Piomelli told BioWorld Today that the National Institute on Drug Abuse, part of the National Institutes of Health, is an enthusiastic backer of his basic preclinical research and that of others in the same space. But beyond that, he said, the apparent contradiction is not worth a fight.

"Trying to change federal regulations is not useful," noted Piomelli, adding that he doesn't expect research to change regulations, regardless of the leanings of particular administrations - the subject is too much of a political hot potato. "What I think is probably more useful is trying to understand how to use the knowledge that we are acquiring on the potential therapeutic uses of THC to make compounds and medicines that are not liable to any form of addiction."

That is not to say that the classification of cannabinoids as potentially dangerous is unjustified. In fact, a paper published recently in BMC Psychiatry reported on two cases of acute cannabis-induced psychosis in subjects during a clinical experiment on effects of THC. Notably, both subjects experienced their reactions with blood concentrations of lower than 10 ng/ml - the usual threshold concentration for psychoactive effects when smoking pot. One subject's blood concentration was less than half that. The researchers hypothesized that administering THC orally rather than through the lung might lead to different metabolites and thus, stronger psychoactive effects.
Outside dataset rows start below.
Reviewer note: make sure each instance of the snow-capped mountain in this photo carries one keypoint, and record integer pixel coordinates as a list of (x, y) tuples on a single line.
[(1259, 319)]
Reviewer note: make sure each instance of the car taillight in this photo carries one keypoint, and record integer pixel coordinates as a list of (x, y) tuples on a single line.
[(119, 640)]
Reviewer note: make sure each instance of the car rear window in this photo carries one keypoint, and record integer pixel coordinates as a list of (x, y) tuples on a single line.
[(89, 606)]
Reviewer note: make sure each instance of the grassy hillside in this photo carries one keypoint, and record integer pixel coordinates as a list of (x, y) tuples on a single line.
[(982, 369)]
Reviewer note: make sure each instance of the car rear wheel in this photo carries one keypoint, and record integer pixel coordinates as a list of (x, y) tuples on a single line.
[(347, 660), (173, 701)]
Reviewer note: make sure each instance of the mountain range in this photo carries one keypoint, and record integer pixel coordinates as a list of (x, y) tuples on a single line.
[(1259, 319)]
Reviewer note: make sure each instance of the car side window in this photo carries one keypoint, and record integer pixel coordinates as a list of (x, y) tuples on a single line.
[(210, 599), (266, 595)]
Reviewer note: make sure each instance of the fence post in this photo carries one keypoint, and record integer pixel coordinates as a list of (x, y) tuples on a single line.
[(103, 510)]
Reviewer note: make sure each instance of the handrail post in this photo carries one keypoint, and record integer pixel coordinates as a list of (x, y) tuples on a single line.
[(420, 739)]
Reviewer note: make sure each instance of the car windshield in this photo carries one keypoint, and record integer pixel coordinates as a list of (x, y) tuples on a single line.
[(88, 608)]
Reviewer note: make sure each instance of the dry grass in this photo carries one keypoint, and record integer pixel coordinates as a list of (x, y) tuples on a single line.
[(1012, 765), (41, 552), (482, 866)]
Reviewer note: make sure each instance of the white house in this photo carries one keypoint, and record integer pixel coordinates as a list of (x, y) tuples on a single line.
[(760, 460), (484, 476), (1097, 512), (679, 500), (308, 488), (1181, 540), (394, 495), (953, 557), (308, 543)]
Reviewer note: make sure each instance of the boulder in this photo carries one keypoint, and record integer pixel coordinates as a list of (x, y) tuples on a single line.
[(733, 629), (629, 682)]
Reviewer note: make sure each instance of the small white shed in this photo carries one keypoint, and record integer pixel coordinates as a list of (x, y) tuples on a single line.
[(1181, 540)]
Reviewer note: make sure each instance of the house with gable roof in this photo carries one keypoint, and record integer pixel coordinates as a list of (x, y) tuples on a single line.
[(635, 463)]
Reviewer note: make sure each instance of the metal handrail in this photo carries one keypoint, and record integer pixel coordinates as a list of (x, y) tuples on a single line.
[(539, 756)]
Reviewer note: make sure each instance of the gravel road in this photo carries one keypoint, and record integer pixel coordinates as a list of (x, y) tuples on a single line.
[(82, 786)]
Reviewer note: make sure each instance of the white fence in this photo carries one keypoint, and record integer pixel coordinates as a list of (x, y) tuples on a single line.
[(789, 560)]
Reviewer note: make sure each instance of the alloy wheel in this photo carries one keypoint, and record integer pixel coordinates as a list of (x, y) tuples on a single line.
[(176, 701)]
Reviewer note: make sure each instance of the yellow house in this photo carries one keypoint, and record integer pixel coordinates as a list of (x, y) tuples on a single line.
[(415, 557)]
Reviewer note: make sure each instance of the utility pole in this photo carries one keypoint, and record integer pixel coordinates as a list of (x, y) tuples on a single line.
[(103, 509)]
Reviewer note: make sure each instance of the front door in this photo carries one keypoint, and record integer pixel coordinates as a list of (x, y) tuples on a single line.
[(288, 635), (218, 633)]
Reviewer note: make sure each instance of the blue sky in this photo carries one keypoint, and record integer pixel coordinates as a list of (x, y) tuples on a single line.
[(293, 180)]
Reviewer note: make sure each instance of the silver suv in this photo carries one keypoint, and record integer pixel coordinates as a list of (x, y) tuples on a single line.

French firm Sanofi-Aventis has completed Phase III trials for Acomplia (rimonabant) for obesity and smoking cessation and expects to file for marketing approval with the FDA during the second quarter of 2005. Rimonabant is thought to regulate appetite by blocking CB1 receptors in the brain. Research in the May 1, 2005, issue of the Journal of Clinical Investigation shows that in the liver, the same receptors regulate fat metabolism. The authors, from Virginia Commonwealth University in Richmond and the Scripps Institute in La Jolla, Calif., said "targeting both of these pathways with CB1 antagonists could promote sustained weight loss and favorable serum lipid profiles in obese patients."

Going After Cardiovascular Disease Directly

Cardiovascular disease is a well-known consequence of obesity, and cannabinoids also might be a useful target to affect cardiovascular disease directly. Scientists from the University Hospital in Geneva and the University of Bonn in Germany reported in the April 7, 2005, issue of Nature that, as the title of the paper succinctly states, "Low dose oral cannabinoid therapy reduces progression of atherosclerosis in mice."

In the Nature study, scientists used Marinol to treat ApoE knockout mice, a mouse strain susceptible to atherosclerosis. After initial experiments to determine an effective dose, the scientists first fattened up two groups of mice for five weeks, and then added a daily dose of THC to their diet for the next six weeks, while continuing on the high-fat regimen. Five weeks of mice gorging themselves was sufficient to induce atherosclerotic lesions; after 11 weeks, those lesions had grown significantly worse in control animals than in those who had received Marinol.

To investigate the mechanisms of the protective effect, the researchers next investigated the effects of Marinol on specific immune system cell types. Staining studies showed that Marinol exerted its protective effects by altering the balance between pro-and anti-inflammatory T cells in the atherosclerotic lesions; THC specifically binds to IfN-gamma-secreting T cells and inhibits their response. In in vitro experiments, Marinol also inhibited macrophage migration, which also would be expected to reduce proinflammatory inflammation processes in atherosclerotic lesions. The effects of THC could be blocked by a cannabinoid receptor antagonist, showing that they were not due to unspecific effects of Marinol on other receptors.

That research is part of an increasing interest in the field. And while the perception might be that the government is stacked against it, that's not necessarily so.

"The National Institutes of Health is very interested in seeing what we researchers can do to use the knowledge of the cannabinoid system to make better medications," Piomelli said. "I think there is a perception that the federal government causes a lot of trouble to researchers working in this area, and I think that perception is probably a little overblown."